HEAD-FIRST LABOR. Cranial Presentation, and (1) Occipito-pubic Position. In this position the head was so small that it entered the inlet with its occipito-frontal diameter in relation with the anteroposterior of the former, instead of with one of the obliques or the transverse; or, and this is the more frequent case, anterior rotation, instead of direct descent, has placed the occiput at the subpubic ligament, or in the pubic arch. The blades of the forceps are necessarily placed in direct relation with the sides of the mother's pelvis, and upon the sides of the child's head. In a primipara the nearer the head is to the vulvar orifice, the more difficult the introduction of the guiding fingers, but this introduction need go no further than the parietal protuberances, for if the rim of the os uteri has cleared these it has retracted as far as the child's neck; passing the blades deeply in is unnecessary, and may do serious injury. After locking, which is easily done, the traction should be somewhat downward at first, if the occiput has not come in front of the subpubic ligament; but if it has, or after it has been brought thus in front, the handles are gradually raised so as to assist deflection, the occipital end of the long head diameter being outside the pelvis, and the normal delivery of the head taking place by a rotation

upon its transverse axis through the arc of a circle, suboccipital diameters measuring the distance from the lower margin of the pubic joint to the anterior margin of the perineum. Care must be taken to observe this normal mechanism in forceps delivery. If immediate extraction of the child is not imperative, let the head be held back until the parts are sufficiently dilated, and gradually lead it out, the nucha being made to hug the subpubic ligament. At the end of the extraction of the head, the handles of the forceps will be near to and almost parallel with the mother's anterior abdominal wall. Only one hand is needed for the forceps, and the other should be used to note the condition of the perineum and to protect it from being torn.
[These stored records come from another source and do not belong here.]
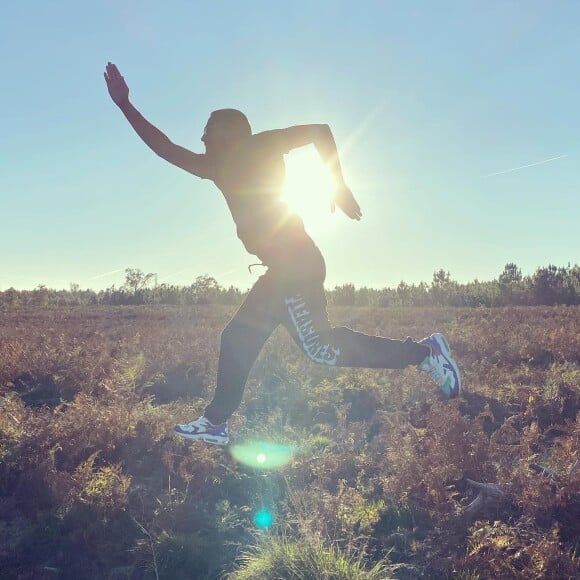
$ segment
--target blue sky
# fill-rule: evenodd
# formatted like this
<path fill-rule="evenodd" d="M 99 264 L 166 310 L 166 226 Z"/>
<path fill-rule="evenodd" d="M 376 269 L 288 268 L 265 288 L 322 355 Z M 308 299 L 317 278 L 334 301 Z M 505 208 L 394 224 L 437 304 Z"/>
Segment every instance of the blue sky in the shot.
<path fill-rule="evenodd" d="M 202 152 L 209 113 L 328 123 L 360 222 L 330 214 L 313 149 L 289 202 L 327 286 L 462 282 L 578 262 L 576 1 L 11 2 L 0 18 L 0 289 L 119 286 L 125 268 L 249 287 L 219 191 L 157 158 L 103 80 Z"/>

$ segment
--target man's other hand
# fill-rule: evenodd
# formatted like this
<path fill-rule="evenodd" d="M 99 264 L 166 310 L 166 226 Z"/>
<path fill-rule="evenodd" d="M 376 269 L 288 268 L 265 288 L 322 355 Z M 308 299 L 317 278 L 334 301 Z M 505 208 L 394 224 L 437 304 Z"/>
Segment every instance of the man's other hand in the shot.
<path fill-rule="evenodd" d="M 117 106 L 120 107 L 129 100 L 129 87 L 119 69 L 112 62 L 107 63 L 105 81 L 107 89 L 109 89 L 109 95 L 111 95 L 111 99 Z"/>
<path fill-rule="evenodd" d="M 338 206 L 349 218 L 353 220 L 360 220 L 362 217 L 360 206 L 354 198 L 352 191 L 346 187 L 346 185 L 337 187 L 334 195 L 332 196 L 330 210 L 333 213 L 336 206 Z"/>

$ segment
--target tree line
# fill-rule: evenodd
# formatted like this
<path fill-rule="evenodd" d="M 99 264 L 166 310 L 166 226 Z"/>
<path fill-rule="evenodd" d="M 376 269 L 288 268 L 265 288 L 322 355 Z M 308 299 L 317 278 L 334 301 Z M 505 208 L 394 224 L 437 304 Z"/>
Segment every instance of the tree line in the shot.
<path fill-rule="evenodd" d="M 119 288 L 81 290 L 71 284 L 68 290 L 54 290 L 40 285 L 34 290 L 9 288 L 0 292 L 0 306 L 82 306 L 130 304 L 239 304 L 246 292 L 225 288 L 207 275 L 198 276 L 190 285 L 158 284 L 157 275 L 137 268 L 125 270 L 125 282 Z M 459 283 L 443 269 L 433 273 L 430 283 L 408 284 L 395 288 L 357 288 L 343 284 L 327 290 L 330 304 L 339 306 L 533 306 L 580 304 L 580 266 L 552 264 L 524 276 L 514 263 L 506 264 L 491 281 Z"/>

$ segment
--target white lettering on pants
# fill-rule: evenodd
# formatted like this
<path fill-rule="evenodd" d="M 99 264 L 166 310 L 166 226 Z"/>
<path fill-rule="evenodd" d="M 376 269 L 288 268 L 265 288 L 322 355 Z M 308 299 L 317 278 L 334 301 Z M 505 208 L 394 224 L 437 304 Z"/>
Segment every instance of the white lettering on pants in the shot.
<path fill-rule="evenodd" d="M 322 344 L 314 328 L 310 311 L 300 294 L 285 298 L 288 314 L 298 333 L 300 344 L 308 357 L 316 363 L 334 366 L 340 356 L 340 348 Z"/>

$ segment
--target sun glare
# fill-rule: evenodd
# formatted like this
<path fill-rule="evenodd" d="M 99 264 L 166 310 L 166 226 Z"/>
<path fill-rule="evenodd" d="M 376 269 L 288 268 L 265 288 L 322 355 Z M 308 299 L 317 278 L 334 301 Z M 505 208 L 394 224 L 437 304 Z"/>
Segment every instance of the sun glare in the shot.
<path fill-rule="evenodd" d="M 315 151 L 293 151 L 285 159 L 284 199 L 300 215 L 311 232 L 334 229 L 330 213 L 333 180 Z"/>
2. Occipito-sacral Position. After the application of the forceps, the pull must be upward and somewhat forward, increasing the head-flexion, until the occiput emerges over the anterior margin of the perineum, and then the head is delivered by extension, the nucha pivoting upon the anterior border of the perineum.

Some accoucheurs, among whom Charpentier may be mentioned, always attempt anterior rotation, and it is only when this attempt fails that delivery over the perineum is accepted.
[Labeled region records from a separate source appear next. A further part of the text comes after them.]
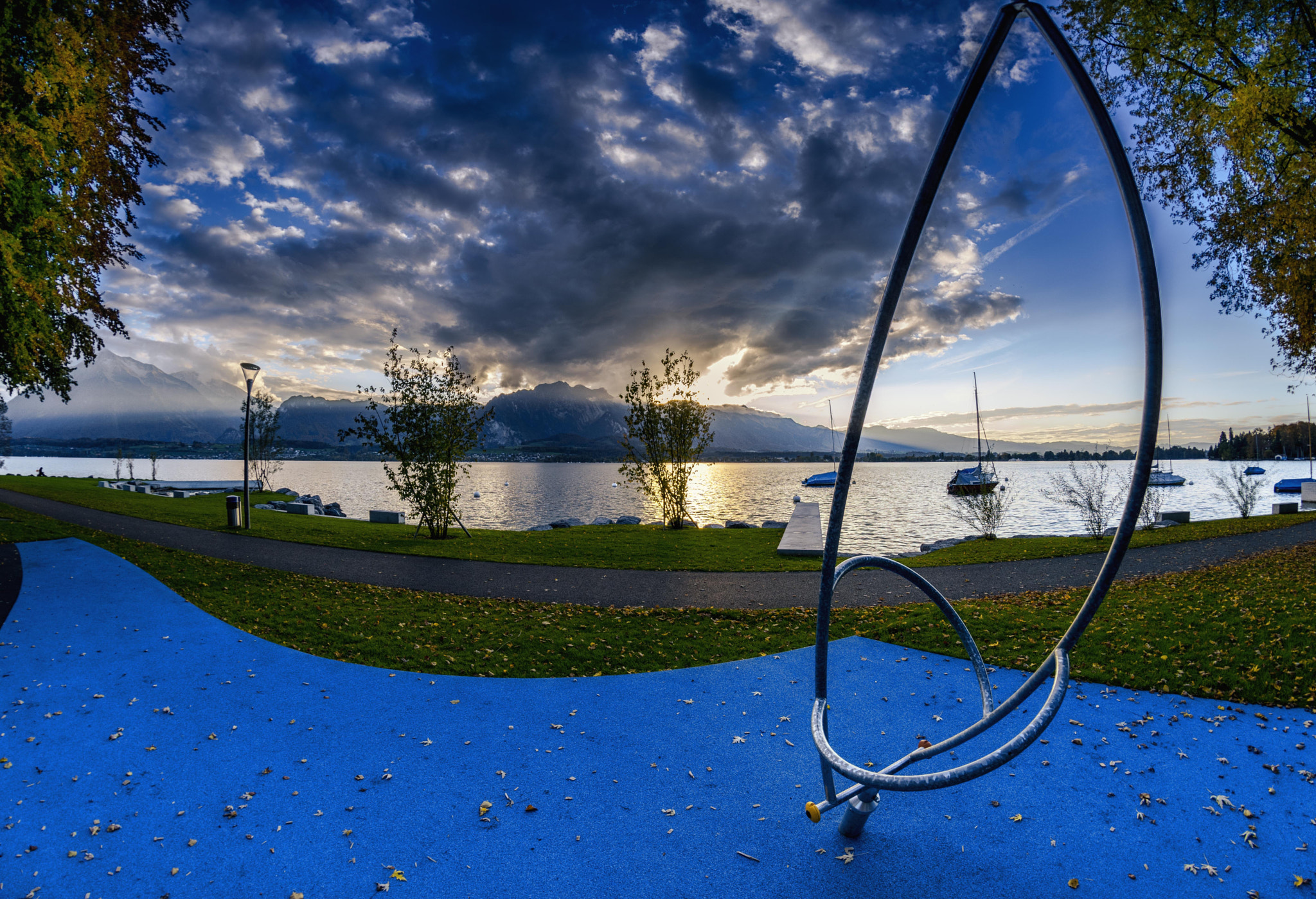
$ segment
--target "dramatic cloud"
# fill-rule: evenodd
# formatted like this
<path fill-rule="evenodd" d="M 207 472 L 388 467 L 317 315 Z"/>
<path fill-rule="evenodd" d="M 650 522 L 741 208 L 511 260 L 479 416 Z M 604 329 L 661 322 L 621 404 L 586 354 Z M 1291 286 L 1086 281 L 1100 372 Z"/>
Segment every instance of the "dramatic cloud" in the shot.
<path fill-rule="evenodd" d="M 615 390 L 665 346 L 738 354 L 732 395 L 853 374 L 980 13 L 201 3 L 146 258 L 107 286 L 151 353 L 246 354 L 274 383 L 367 379 L 393 326 L 503 387 Z M 1036 50 L 1012 38 L 999 87 Z M 1082 182 L 1073 157 L 958 170 L 888 361 L 1017 317 L 978 245 Z"/>

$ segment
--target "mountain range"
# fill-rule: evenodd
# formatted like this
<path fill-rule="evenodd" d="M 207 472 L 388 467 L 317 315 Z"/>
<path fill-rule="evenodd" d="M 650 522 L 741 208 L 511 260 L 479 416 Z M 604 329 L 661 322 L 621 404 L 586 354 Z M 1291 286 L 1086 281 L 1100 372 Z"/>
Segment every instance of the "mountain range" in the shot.
<path fill-rule="evenodd" d="M 243 392 L 226 382 L 193 371 L 172 374 L 136 359 L 103 350 L 96 363 L 78 372 L 71 400 L 9 401 L 14 438 L 114 438 L 170 442 L 238 442 Z M 338 444 L 338 432 L 350 428 L 365 409 L 363 401 L 322 396 L 290 396 L 279 405 L 280 436 L 288 441 Z M 487 448 L 563 446 L 609 450 L 625 436 L 626 405 L 604 390 L 554 382 L 491 399 L 494 420 L 486 428 Z M 713 449 L 758 453 L 829 453 L 841 434 L 807 426 L 775 412 L 746 405 L 715 405 Z M 995 441 L 992 449 L 1030 453 L 1087 449 L 1087 444 L 1020 444 Z M 870 425 L 859 441 L 861 453 L 965 453 L 971 437 L 933 428 Z"/>

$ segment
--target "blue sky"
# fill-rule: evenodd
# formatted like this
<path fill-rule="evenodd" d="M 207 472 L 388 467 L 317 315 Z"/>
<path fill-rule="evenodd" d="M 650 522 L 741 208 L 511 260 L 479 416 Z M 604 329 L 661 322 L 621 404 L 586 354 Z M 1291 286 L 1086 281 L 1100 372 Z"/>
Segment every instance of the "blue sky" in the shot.
<path fill-rule="evenodd" d="M 118 353 L 345 395 L 390 332 L 490 392 L 617 392 L 688 349 L 712 403 L 825 423 L 992 5 L 197 3 L 153 100 Z M 1130 124 L 1117 117 L 1123 132 Z M 1296 417 L 1150 211 L 1178 441 Z M 1133 442 L 1141 336 L 1104 154 L 1016 25 L 924 236 L 867 419 Z M 971 428 L 971 419 L 967 421 Z"/>

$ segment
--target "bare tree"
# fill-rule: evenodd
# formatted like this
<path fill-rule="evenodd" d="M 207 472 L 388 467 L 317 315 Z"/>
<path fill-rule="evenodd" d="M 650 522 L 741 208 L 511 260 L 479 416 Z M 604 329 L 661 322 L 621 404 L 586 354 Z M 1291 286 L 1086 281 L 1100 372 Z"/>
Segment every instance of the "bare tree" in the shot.
<path fill-rule="evenodd" d="M 0 455 L 9 455 L 11 444 L 13 438 L 13 423 L 9 421 L 9 404 L 0 398 Z M 4 459 L 0 459 L 0 469 L 4 467 Z"/>
<path fill-rule="evenodd" d="M 279 409 L 274 408 L 274 394 L 263 388 L 251 395 L 251 473 L 262 490 L 274 490 L 274 475 L 283 467 Z M 238 407 L 242 416 L 246 416 L 246 403 L 243 399 Z"/>
<path fill-rule="evenodd" d="M 1100 537 L 1119 508 L 1119 491 L 1111 484 L 1111 467 L 1105 462 L 1069 463 L 1067 471 L 1053 474 L 1050 488 L 1042 496 L 1058 505 L 1076 511 L 1088 537 Z"/>
<path fill-rule="evenodd" d="M 1015 491 L 990 494 L 961 494 L 949 498 L 950 515 L 957 521 L 973 528 L 987 540 L 994 540 L 1005 521 L 1009 508 L 1015 504 Z"/>
<path fill-rule="evenodd" d="M 1242 519 L 1252 517 L 1252 509 L 1255 508 L 1267 483 L 1265 478 L 1244 474 L 1244 466 L 1237 462 L 1230 462 L 1229 470 L 1224 474 L 1212 471 L 1211 479 L 1217 488 L 1216 496 L 1238 509 L 1238 517 Z"/>
<path fill-rule="evenodd" d="M 415 347 L 408 353 L 404 359 L 393 329 L 384 361 L 388 388 L 357 388 L 368 400 L 366 412 L 338 440 L 359 437 L 375 446 L 388 459 L 388 484 L 416 511 L 416 532 L 424 527 L 432 540 L 443 540 L 450 523 L 462 525 L 457 498 L 470 469 L 462 458 L 479 445 L 494 411 L 479 413 L 475 379 L 462 371 L 453 347 L 438 357 Z"/>
<path fill-rule="evenodd" d="M 640 365 L 640 371 L 630 371 L 630 383 L 621 394 L 630 412 L 621 444 L 626 458 L 617 471 L 662 504 L 669 528 L 682 528 L 690 517 L 686 511 L 690 476 L 713 442 L 713 416 L 695 399 L 699 372 L 688 353 L 678 357 L 667 350 L 662 374 L 649 371 L 642 361 Z"/>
3. Left Occipito-anterior Position. Supposing the head to be in the pelvic cavity, the left blade, which is introduced first, is passed to the left side, and posteriorly, so that it corresponds with the left sacro-iliac joint; very frequently the introduction of this blade determines anterior rotation of the occiput, and then the position is simply occipitopubic, so that the introduction of the second blade is the same as has been described. But when this rotation does not occur, the right blade is "directed at first below, to the right and posteriorly, then brought by a very extensive spiral' movement to the level of the right ilio-pectineal eminence." After the blades are applied and locked, traction with anterior rotation, and delivery of the head as in occipito-pubic position follows; no attempt at rotation, however, should be made until the head has reached the pelvic floor.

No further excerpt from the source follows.